Marc Albrechts Liebesbeziehung

Fulminanter Saisonauftakt des OPS in Straßburg mit Mahlers Dritter

Marc Albrecht, der Orchesterchef des OPS, zeigte mit seinem Saisonauftakt, Mahlers dritter Symphonie, ganz eindeutig, wem seine Liebe gehört – dem Straßburger Philharmonischen Orchester. Was ihm an diesem Abend mit dem OPS gelang, kann nur dann zustande kommen, wenn sich beide Seiten lieben. Ein spannender Konzertabend, voll des Wohlklangs und prall mit vielen Überraschungen, auch wenn man Mahlers Stück in- und auswendig zu kennen glaubt. Albrecht muss die Partitur akribisch studiert haben, denn er ließ eine Symphonie erklingen, die bis ins letzte Detail durchdacht, durchhört und durchspielt war. Die Musiker seines Orchesters folgten ihm bis in jede kleinste Note, wodurch ein Klangbild zustande kam, das differenzierter nicht sein hätte können. Vermieden wurde jede Falle, die einen Einheitsbrei im Klang erzeugen hätte können.

Mit Verve und Freude agierte Albrecht an seinem Pult und man wünschte sich, auch seinem Mienenspiel folgen zu können, das in den wenigen Augenblicken, in denen er seitlich dem Publikum zugewandt war, so ausdrucksstark erschien, wie die Musik selbst. Albrechts überschwängliche Gestik drückte pure Lebensfreude aus, die sich eins zu eins auf die Musiker übertrug. Nie noch hörte ich Mahlers Dritte in so vielen Einzelheiten der Orchesterstimmen, mit so vielen langsam sich steigernden dramatischen Momenten und nur wenigen, dafür aber umso intensiveren, eruptiven Ausbrüchen wie dieses Mal.

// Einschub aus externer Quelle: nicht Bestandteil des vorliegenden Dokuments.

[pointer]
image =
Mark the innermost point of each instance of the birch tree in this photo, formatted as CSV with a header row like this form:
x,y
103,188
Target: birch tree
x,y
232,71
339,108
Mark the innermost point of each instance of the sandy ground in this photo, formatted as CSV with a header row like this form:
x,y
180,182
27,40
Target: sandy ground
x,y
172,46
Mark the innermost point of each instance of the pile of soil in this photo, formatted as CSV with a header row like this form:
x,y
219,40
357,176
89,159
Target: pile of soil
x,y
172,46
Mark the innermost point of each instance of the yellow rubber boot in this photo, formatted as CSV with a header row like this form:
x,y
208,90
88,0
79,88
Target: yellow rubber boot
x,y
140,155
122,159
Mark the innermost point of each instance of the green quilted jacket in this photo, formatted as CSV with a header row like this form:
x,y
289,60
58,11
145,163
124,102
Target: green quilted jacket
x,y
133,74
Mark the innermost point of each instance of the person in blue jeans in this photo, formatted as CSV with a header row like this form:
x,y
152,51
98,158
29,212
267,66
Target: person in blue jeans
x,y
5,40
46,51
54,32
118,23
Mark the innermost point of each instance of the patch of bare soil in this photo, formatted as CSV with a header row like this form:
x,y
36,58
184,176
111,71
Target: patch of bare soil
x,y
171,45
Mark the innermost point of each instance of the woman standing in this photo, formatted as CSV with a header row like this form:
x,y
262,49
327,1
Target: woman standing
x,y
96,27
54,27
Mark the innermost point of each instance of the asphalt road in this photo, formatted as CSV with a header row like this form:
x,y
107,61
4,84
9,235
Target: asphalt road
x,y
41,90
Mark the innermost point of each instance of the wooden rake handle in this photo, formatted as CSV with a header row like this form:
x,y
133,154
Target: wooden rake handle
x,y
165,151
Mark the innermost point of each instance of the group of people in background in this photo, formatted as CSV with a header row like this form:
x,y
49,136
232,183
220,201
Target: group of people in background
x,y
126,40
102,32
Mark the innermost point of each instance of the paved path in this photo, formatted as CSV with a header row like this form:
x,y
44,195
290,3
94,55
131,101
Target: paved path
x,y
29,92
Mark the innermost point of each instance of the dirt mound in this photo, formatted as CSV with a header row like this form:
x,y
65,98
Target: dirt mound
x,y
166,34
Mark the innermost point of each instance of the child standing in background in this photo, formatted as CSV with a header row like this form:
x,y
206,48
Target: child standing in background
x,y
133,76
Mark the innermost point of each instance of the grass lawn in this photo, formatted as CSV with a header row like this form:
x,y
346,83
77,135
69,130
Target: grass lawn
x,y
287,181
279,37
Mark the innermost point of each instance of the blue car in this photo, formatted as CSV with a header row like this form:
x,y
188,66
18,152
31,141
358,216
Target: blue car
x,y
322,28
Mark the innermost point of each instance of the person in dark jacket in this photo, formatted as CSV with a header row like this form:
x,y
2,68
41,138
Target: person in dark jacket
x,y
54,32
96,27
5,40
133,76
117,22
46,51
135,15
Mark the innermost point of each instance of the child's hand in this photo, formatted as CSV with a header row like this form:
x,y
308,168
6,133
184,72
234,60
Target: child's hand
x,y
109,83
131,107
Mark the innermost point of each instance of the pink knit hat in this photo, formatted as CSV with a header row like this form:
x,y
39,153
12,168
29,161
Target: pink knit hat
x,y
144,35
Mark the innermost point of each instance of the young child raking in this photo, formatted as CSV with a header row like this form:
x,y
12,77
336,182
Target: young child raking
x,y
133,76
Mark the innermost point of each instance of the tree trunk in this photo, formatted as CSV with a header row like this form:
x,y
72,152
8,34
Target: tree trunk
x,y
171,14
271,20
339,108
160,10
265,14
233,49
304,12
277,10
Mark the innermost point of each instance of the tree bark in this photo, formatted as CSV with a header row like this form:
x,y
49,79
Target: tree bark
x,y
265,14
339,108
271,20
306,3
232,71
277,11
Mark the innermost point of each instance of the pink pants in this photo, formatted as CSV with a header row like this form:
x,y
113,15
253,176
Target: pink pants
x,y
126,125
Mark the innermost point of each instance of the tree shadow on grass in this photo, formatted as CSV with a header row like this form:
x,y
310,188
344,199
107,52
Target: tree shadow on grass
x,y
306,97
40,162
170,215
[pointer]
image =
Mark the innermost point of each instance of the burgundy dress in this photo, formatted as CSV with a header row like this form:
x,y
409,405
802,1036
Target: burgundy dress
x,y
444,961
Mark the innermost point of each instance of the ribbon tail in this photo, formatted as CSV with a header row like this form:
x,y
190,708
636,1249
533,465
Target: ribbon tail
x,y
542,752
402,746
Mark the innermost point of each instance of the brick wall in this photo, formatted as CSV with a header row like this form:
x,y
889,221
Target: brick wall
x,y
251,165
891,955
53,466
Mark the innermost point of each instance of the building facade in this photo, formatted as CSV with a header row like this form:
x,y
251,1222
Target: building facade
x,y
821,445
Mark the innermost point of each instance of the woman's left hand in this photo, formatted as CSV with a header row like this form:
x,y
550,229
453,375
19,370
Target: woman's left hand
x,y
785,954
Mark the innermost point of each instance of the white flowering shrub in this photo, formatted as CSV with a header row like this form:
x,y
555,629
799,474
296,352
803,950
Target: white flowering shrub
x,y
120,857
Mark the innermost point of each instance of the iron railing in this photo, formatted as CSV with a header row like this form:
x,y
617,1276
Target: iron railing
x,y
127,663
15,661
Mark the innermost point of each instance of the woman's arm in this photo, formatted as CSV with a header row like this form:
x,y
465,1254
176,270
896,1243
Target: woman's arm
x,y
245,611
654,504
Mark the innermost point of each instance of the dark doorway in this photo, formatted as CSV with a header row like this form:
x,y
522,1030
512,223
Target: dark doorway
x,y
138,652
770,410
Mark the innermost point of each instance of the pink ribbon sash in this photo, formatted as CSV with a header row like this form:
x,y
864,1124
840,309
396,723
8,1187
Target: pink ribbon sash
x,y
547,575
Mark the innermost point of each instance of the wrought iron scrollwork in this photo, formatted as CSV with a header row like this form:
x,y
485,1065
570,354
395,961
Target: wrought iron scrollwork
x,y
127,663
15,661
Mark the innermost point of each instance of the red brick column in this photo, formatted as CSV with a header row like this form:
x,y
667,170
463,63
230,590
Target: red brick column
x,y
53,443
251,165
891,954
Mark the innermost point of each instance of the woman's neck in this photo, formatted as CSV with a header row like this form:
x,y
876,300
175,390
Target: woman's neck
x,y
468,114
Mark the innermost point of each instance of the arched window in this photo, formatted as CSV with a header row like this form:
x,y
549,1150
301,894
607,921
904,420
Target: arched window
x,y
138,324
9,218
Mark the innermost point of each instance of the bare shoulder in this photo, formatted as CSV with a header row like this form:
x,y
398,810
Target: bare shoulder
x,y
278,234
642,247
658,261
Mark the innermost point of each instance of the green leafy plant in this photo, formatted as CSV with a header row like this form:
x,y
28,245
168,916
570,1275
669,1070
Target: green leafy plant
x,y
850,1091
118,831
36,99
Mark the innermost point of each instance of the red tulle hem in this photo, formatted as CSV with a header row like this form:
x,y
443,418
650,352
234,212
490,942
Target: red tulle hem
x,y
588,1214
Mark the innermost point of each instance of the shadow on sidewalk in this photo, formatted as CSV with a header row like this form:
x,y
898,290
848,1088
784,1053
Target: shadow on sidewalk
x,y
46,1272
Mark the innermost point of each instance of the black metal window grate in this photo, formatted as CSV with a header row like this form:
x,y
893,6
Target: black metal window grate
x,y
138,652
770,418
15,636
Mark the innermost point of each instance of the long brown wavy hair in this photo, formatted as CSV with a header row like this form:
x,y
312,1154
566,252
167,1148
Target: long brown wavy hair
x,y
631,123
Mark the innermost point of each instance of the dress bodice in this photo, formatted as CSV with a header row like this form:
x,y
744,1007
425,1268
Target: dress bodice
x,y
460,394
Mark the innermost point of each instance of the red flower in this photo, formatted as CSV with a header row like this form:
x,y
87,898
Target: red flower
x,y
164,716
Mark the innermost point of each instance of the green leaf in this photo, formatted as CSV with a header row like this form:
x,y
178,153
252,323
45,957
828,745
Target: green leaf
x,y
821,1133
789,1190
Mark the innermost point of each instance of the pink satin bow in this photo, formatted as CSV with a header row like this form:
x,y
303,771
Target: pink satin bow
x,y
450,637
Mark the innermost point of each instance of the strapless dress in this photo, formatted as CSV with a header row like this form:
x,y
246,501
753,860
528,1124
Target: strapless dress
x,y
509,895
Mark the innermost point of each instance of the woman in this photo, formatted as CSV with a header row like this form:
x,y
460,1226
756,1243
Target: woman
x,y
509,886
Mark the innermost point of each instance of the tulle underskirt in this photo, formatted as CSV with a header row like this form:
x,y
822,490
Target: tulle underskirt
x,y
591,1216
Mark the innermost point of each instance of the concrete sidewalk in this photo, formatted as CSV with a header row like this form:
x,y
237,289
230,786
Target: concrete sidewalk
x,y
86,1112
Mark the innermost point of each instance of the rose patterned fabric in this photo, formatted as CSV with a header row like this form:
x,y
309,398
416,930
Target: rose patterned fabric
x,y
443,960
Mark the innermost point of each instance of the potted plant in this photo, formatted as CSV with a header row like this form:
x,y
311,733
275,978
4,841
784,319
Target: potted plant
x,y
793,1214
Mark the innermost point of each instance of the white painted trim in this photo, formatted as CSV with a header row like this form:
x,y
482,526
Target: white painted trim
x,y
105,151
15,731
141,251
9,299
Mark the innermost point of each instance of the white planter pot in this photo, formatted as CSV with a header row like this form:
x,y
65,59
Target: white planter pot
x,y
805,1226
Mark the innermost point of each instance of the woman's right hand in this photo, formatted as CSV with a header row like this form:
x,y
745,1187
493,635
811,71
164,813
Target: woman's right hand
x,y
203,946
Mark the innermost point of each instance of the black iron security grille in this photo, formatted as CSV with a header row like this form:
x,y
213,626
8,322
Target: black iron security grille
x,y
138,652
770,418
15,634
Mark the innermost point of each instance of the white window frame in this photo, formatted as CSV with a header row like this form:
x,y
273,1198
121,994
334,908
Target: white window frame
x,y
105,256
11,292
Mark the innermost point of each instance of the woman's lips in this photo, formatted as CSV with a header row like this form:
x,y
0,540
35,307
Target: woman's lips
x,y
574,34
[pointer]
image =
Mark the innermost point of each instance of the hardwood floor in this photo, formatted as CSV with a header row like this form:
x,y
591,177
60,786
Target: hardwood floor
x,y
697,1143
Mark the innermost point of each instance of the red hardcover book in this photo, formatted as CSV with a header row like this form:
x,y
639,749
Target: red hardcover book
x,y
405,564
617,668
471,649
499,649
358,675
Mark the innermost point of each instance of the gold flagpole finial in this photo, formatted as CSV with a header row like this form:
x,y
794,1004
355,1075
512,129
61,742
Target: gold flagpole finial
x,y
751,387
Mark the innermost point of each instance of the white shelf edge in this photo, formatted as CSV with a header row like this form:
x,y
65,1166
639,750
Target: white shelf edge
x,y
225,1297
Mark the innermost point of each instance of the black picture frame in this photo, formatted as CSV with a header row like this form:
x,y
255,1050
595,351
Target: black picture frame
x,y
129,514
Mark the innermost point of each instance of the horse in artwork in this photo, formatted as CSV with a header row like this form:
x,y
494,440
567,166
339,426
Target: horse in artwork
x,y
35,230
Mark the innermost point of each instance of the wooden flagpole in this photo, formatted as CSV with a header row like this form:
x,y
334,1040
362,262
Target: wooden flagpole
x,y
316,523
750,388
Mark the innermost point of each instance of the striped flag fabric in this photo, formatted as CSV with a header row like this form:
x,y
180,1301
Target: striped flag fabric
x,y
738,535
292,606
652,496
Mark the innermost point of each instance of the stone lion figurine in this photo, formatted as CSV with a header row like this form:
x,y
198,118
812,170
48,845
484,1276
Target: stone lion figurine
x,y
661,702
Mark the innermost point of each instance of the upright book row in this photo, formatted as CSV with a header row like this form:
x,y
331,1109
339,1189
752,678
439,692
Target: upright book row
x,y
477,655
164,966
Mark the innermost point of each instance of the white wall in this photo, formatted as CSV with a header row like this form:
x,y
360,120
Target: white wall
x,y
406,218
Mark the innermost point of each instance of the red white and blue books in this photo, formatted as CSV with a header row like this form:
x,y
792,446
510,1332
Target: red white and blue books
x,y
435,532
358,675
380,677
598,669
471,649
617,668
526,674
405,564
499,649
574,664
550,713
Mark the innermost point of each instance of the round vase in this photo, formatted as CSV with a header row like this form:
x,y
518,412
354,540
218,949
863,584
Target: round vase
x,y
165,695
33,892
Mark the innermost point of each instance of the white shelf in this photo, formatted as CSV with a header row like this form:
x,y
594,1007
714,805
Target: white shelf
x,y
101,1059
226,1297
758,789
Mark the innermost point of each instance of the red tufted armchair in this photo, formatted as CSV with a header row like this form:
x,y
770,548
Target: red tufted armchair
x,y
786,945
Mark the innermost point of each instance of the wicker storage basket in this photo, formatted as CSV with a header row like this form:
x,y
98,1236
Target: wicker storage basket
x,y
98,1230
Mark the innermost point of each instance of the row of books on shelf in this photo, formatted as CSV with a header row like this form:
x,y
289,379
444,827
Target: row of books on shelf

Albrecht, so drängte sich der Vergleich auf, nahm im Partiturstudium wohl Anleihe an Kollegen, die alte Musik interpretieren – allen voran Nikolaus Harnoncourt – denn so wie dieser, verließ er sich überhaupt nicht auf gängige Interpretationen, sondern stützte sich voll und ganz auf sein eigenes Können, Wissen und Wollen. Bewusst geizte er mit überschnell aufgebauten Forti und dosierte seine Bläser bis ins gerade noch Spielbare um dann zu den jeweiligen Satzhöhepunkten dramatisch aufbauen zu können ohne vorher schon das ganze Klangpulver verschossen zu haben. Er versuchte auch, Mahlers Wunsch nach unterschiedlichen Orten, von denen die Klänge der Bläser kommen sollten, zu erfüllen und ließ das Trompetensolo schon im ersten Satz durch eine geöffnete Türe vom Gang erklingen, durch den die Künstler die Bühne betreten.

Seine Feuertaufe erlebte an diesem Abend auch Vladen Chernomor, der neue Supersolist des Orchesters. Zum ersten Mal präsentierte er sich dem Straßburger Publikum mit einem singenden Geigenspiel, das von einem zarten Schmelz geprägt war; niemals war ein trockener Ton zu vernehmen, was sicherlich auch seinem schönen Instrument zuzuschreiben ist. Eine schöne Bereicherung für das ohnehin exzellente Orchester. Das im dritten Satz aufkommende Duett zwischen den Bläsern und den Streichern interpretierte Albrecht beinahe schon kammermusikalisch, woraufhin der Einsatz der Bässe umso fulminanter zum Tragen kam. Die Musiker dieser Instrumentengruppe trugen, wie immer, zu einer gelungenen Aufführung bei, denn sie verstehen ihre Stimmen, im Gegensatz zu vielen ihrer Kollegen in anderen Klangkörpern, nicht nur als begleitende, was sicherlich auch der Motivation ihres Dirigenten zu verdanken ist.

Hanne Fischer - Foto: Det Kongelige Teater

Hanne Fischer - Foto: Det Kongelige Teater

Hanne Fischer sang ihren Part nach einem Gedicht von Nietzsche klar und völlig unprätentiös und fügte sich harmonisch in das Klangbild ein. Sicher in allen Lagen bot sie auch dem Chor einen ausreichenden, aber wohltuend unaufgeregten und eher erzählerischen Widerpart. Der letzte Satz knüpfte, wie oft bei Albrecht, in der Interpretationsweise an den Beginn der Symphonie an und brachte das permanentes Anschwellen aller Stimmen so subtil, verhalten und dennoch zielstrebig, dass das Fortissimo wie eine Erlösung der zuvor erlittenen Spannung erklang. Marc Albrechts Liebesbeziehung verursachte schon am ersten Abend der neuen Saison Herzrasen!